By: Elizabeth Nolan Brown | Source: AARP Bulletin Today | - September 2007
Alison Bank/ Getty Images
Melanie McGill had never been big on exercise. “I’m an academic type,” says the 54-year-old special education professor from Dallas. “I never played sports, I just spent time with my books instead.”
As she got older, however, McGill began to question her sedentary lifestyle.
“I have heart disease on both sides of my family, and my mother started having heart problems at age 60,” McGill says. “When I turned 50, I thought, I really need to ... start taking better care of myself. I want to live a long time and enjoy life.”
Today McGill walks at least 30 minutes a day, six days a week. She occasionally takes the stairs at work instead of the elevator and walks to a nearby grocery store instead of driving. Her reward? After just 12 weeks on her new exercise regimen (and a healthier diet), McGill’s fitness level doubled, her cholesterol declined and she lost an inch in her waist.
How did McGill overcome her bookworm’s aversion to huffing and puffing her way toward better health? In 2006 she joined the American Heart Association’s free 12-week pilot program that focuses on helping women incorporate exercise and healthy eating into their existing routines. At the end of the 12 weeks, she found herself hooked on the program, called Choose to Move. And her lifestyle changes have stuck. “It’s become a habit,” she says.
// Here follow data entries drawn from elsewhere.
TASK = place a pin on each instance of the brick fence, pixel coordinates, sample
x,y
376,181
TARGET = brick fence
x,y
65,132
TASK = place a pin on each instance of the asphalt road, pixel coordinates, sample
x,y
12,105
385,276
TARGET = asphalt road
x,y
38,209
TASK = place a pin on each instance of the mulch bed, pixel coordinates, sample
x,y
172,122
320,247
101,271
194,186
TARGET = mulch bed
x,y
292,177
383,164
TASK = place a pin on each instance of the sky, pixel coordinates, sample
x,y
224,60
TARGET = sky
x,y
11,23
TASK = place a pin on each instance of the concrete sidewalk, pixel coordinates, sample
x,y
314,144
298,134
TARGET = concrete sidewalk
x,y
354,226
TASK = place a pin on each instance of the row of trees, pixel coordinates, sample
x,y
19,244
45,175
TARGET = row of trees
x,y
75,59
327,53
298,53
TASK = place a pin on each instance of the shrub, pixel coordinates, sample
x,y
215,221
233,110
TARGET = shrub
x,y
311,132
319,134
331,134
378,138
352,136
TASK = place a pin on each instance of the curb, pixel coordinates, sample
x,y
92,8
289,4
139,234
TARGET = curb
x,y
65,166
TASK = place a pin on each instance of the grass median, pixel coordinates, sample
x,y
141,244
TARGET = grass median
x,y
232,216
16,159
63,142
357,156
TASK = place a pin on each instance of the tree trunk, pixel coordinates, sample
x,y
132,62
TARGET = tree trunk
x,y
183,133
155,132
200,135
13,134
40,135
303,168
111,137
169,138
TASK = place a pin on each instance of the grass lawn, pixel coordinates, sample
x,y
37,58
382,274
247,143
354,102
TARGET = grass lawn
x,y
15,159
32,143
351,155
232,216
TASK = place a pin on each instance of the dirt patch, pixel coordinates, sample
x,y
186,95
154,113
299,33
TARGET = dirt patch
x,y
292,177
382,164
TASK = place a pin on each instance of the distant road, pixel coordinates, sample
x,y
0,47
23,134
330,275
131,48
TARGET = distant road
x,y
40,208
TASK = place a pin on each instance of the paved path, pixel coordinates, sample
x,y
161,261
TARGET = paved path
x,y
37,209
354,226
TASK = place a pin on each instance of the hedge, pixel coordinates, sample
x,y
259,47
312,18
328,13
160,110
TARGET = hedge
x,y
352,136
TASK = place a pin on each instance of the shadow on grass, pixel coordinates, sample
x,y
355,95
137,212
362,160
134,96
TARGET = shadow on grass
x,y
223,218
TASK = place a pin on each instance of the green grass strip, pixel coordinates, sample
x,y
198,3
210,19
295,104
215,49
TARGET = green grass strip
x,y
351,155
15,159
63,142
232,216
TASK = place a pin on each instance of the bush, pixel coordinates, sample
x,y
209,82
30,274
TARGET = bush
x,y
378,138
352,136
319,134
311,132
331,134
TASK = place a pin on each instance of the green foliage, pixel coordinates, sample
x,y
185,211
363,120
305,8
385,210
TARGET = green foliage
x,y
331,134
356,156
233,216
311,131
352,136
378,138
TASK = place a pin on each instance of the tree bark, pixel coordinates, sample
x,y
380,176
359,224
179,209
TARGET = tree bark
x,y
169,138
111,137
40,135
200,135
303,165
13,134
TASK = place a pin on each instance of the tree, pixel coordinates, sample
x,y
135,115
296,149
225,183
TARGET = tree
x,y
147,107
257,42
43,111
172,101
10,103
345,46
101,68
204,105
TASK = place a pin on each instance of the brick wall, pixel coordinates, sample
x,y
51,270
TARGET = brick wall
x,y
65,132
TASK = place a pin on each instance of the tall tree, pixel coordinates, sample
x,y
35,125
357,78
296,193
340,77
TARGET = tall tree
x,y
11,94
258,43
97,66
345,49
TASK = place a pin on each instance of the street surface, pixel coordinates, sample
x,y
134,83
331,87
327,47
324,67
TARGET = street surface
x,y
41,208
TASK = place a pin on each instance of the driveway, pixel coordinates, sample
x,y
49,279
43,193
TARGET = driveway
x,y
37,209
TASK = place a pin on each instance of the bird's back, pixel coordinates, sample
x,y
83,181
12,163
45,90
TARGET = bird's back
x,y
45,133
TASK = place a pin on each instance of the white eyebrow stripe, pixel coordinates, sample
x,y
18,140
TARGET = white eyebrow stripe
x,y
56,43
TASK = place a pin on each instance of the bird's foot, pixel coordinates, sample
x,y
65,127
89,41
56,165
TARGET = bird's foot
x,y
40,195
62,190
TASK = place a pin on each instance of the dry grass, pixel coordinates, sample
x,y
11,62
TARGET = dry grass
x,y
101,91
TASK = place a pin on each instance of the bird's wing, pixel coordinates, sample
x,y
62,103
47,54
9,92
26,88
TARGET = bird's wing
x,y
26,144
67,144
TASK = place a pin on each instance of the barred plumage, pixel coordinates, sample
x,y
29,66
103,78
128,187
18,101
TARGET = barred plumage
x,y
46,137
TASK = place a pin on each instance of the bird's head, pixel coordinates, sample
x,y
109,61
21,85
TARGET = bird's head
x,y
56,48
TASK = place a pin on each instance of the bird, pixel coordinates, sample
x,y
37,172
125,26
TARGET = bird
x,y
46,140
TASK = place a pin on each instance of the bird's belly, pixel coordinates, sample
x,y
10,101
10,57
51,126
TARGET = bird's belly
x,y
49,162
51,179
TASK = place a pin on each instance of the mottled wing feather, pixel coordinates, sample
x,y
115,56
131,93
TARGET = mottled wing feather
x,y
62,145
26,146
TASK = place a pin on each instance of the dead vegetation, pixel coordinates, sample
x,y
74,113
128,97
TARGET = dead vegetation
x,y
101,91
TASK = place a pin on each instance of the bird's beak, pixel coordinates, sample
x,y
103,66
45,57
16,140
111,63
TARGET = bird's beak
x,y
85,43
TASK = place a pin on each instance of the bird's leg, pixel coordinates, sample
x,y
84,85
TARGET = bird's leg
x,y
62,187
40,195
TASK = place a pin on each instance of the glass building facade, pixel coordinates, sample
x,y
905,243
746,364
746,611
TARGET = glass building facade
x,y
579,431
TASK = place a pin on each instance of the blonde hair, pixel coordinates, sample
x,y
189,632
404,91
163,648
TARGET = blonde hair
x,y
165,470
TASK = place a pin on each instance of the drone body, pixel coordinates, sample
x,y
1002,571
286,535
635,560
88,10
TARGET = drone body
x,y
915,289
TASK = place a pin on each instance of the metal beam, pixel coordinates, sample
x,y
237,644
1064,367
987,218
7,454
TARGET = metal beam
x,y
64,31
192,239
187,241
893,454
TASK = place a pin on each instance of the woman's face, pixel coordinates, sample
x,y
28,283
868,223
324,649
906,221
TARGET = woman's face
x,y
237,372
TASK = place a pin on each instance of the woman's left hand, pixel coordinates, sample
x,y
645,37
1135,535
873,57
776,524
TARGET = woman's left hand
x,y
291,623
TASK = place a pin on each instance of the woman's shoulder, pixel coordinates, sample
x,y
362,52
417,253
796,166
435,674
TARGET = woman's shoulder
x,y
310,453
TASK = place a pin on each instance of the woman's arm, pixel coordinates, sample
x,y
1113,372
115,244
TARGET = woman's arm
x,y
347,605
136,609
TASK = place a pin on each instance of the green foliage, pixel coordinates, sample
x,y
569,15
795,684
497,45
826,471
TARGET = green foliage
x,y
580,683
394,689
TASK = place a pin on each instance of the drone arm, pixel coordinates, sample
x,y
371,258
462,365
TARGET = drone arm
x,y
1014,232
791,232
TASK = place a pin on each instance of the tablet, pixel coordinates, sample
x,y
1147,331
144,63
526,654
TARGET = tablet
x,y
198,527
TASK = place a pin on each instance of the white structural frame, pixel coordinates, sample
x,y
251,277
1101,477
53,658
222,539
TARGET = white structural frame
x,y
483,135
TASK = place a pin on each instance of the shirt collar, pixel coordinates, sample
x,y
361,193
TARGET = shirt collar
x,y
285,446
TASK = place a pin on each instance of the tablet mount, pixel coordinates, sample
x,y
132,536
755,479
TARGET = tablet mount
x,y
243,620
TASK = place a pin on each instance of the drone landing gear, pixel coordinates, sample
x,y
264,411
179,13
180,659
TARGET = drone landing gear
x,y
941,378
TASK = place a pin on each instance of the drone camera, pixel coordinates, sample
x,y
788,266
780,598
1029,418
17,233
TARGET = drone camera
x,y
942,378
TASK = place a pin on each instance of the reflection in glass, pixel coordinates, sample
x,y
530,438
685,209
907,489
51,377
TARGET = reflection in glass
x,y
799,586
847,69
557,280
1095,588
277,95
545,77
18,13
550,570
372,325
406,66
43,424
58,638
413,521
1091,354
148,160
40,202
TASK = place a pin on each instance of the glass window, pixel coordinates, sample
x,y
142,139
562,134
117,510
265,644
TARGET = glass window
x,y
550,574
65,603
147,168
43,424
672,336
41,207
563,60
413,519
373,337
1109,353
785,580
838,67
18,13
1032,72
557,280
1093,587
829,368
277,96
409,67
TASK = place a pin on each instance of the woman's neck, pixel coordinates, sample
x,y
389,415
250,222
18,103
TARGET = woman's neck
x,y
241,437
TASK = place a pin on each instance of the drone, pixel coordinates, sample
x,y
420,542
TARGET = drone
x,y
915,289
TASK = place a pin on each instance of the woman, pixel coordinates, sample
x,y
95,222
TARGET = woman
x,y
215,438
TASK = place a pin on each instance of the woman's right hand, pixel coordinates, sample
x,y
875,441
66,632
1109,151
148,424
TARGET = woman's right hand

McGill is one of millions of Americans who could benefit from even small lifestyle changes in exercise and eating, says the AHA. And it’s not just the 50-plus population that could use the exercise. According to new guidelines released last year by the AHA and the American College of Sports Medicine, all adults—regardless of age or sex—need at least 30 minutes of exercise five days a week, plus strength training exercises twice a week.
Yet for the first time, the 2007 guidelines included special advice for older adults regarding subjects such as flexibility, balance exercises and muscle strengthening. “New evidence has shown that strength training complements aerobic activity to increase heart health,” says Jennifer Mieres, a cardiologist and spokeswoman for the AHA.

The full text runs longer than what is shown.